Una de las palabras más utilizadas de nuestra época es liberación: liberación de las costumbres, de los tabúes, liberación femenina… De hecho, esa liberación que cada uno reivindica a menudo es ilusión. Cuando alguien cree haberse librado de una traba a su libertad, a menudo descubre que está inmerso en otras esclavitudes, quizá más sutiles, pero igualmente avasallantes.
En efecto, el ser humano está ligado con cadenas que lo hacen cautivo de su concupiscencia, de sus inclinaciones o de sus aversiones. Son cadenas que hacen de él el juguete de su ambición o reputación, y que también pueden ser degradantes, sórdidas y envilecedoras.

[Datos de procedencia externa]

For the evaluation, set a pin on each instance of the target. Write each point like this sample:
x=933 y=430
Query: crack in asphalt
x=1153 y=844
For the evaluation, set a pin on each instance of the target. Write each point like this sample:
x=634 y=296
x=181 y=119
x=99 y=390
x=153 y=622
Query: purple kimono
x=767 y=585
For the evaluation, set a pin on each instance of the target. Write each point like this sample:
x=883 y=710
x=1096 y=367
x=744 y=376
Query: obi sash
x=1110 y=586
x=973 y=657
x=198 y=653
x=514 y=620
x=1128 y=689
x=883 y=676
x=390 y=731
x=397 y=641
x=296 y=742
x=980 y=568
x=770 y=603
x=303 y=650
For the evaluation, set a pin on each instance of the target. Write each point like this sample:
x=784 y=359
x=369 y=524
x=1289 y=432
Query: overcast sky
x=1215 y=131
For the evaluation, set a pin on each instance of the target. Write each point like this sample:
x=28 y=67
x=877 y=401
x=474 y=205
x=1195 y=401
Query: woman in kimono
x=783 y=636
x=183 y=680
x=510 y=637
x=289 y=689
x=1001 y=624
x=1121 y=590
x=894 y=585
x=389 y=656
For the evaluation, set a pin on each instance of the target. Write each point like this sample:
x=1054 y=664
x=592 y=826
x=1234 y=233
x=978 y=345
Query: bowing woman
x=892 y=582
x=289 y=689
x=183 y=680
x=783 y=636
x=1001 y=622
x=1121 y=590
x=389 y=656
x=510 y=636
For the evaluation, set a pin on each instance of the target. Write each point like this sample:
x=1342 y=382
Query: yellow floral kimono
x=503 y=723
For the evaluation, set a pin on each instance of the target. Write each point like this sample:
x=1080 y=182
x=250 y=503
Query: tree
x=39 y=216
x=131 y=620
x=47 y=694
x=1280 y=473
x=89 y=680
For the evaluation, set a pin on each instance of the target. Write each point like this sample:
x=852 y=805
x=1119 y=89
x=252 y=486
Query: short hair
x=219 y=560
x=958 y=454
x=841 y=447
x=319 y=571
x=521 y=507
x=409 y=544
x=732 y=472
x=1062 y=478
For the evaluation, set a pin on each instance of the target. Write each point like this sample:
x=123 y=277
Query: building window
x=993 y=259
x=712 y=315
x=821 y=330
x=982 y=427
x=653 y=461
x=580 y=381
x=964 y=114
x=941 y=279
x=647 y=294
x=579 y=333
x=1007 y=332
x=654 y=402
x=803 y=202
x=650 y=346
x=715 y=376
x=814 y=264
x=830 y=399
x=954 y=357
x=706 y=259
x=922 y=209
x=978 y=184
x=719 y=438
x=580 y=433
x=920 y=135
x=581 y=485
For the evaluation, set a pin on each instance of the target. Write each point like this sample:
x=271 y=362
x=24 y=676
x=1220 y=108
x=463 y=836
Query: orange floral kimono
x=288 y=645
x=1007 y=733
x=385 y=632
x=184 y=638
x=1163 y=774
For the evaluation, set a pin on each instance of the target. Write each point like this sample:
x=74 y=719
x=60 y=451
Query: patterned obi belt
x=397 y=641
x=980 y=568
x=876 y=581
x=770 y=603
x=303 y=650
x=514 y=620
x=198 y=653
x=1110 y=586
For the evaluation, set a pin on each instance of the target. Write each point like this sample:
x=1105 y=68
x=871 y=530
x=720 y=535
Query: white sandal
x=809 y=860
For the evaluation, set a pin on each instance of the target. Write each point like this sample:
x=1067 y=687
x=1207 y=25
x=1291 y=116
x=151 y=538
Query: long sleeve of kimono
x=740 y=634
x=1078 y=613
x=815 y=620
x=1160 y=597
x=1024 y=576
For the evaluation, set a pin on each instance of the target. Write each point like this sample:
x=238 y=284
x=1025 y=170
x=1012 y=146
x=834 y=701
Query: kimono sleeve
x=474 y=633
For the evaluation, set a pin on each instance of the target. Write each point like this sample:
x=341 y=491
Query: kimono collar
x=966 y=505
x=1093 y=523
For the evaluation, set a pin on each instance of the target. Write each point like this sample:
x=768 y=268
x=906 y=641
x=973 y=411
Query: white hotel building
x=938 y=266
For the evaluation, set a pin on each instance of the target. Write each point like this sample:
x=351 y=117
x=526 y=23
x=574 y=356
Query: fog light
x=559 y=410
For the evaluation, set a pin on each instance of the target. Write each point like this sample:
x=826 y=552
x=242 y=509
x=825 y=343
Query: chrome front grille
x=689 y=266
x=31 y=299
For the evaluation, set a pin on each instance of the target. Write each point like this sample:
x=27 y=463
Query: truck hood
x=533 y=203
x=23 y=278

¿De quién es cautivo pues el hombre? De sí mismo, por cierto, pero aún más de Satanás, quien lo manipula.
¿Quién puede librarle de esas cadenas? Solo Jesús puede librar a alguien de sus pasiones, trátese de la droga, del alcohol o de todos los desórdenes ligados a la sexualidad. El secreto de tal transformación no es un mejoramiento o una corrección de la naturaleza humana. Es un cambio interior, un nuevo nacimiento espiritual. Hace del creyente a alguien que por su encuentro con Jesucristo halla nuevas razones para vivir y obrar fuera de sí mismo.
“Los que son de Cristo han crucificado la carne con sus pasiones y deseos. Si vivimos por el Espíritu, andemos también por el Espíritu” (Gálatas 5:24-25).